After breaking down the DJIA, I turned my attention to the excellent data series published this morning by FTSE Russell's index analytics team. In case you hadn't noticed, July was yet another strong month for the markets.

The broad market Russell 3000 index performed strongly, climbing 1.89% for the month. That increase was driven again by the big boys, as the Russell's Top 50 Megacap index up a blistering 2.20% for July. That is a big monthly gain, and the analysis of the market feels like "lather, rinse, repeat" at this point.

For the January-July period, the Russell 3000 showed a 10.99% increase and the Top 50 MegaCap index rose 11.79%. The beat goes on.

Who's lagging? Well, once again in July it was the little guys, an unloved group that happens to be my specialty. I write a newsletter called MicroCap Guru and while the extreme volatility of these names is always newsworthy and the stress that engenders always makes me a pleasant person to be around, it is apparent that this is just not a micro-cap market.

The Russell Microcap index (RUMIC) fell 0.56% in July and its 3.65% gain year to date through July is truly puny compared to the big-cap Russell 1000's 11.44% surge. The more widely followed Russell 2000 index -- which is really focused on mid-caps, not small-caps -- has also lagged badly in 2017, rising only 5.77% through the end of July.

When will this small- and micro-cap underperformance end? An interaction I had at this week's Keefe, Bruyette & Woods Community Bank Conference in NYC planted that question in my mind. As I have mentioned in prior columns, the Russell Microcap index is driven by financials, with more than one-quarter of its constituents in that segment, versus 0% for the Nasdaq 100.

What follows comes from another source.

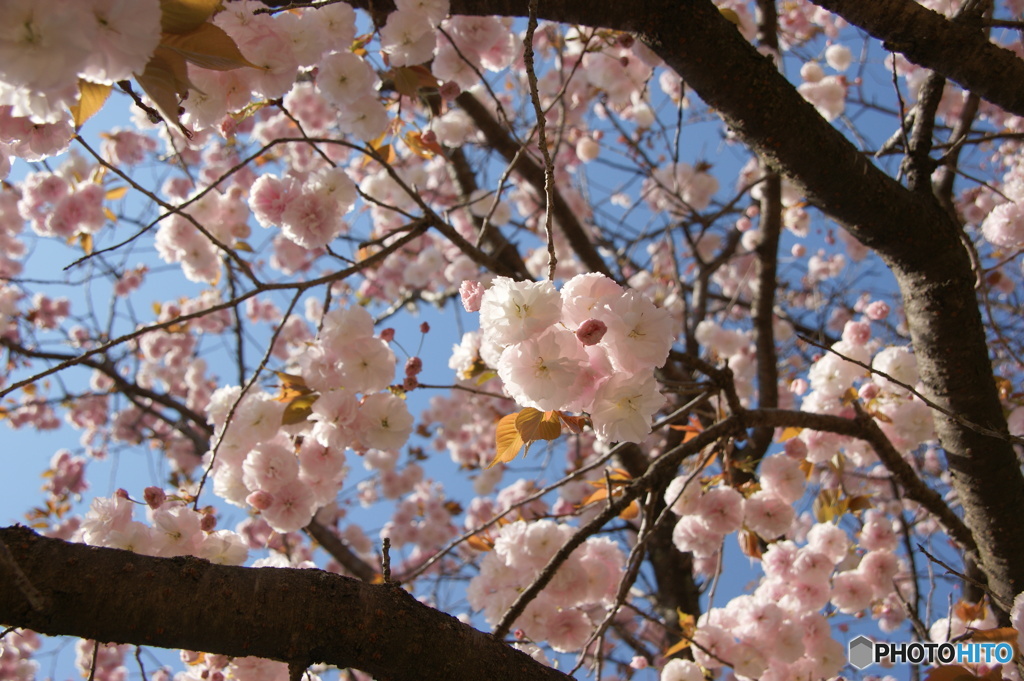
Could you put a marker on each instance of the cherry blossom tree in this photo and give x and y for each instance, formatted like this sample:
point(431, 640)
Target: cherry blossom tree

I had a very pleasant conversation at the KBW cocktail hour with the CFO of German American Bancorp (GABC) , a regional lender headquartered in Jasper, Ind. What almost made me swallow my puff pastry whole, though, was our discussion on GABC's valuation. He seemed pleasantly surprised that GABC was being afforded a multiple of 2.7x tangible book value.

A valuation of 2.7x book! It's a bank, for goodness' sake! I can't bring myself to pay 1.75x book for JPMorgan Chase (JPM) , and I certainly wouldn't buy a regional for 50% more than that.

So, relative underperformance doesn't necessarily imply relative undervaluation, and inflated multiples for the financials make me pessimistic that the RUMIC's underperformance will end any time soon.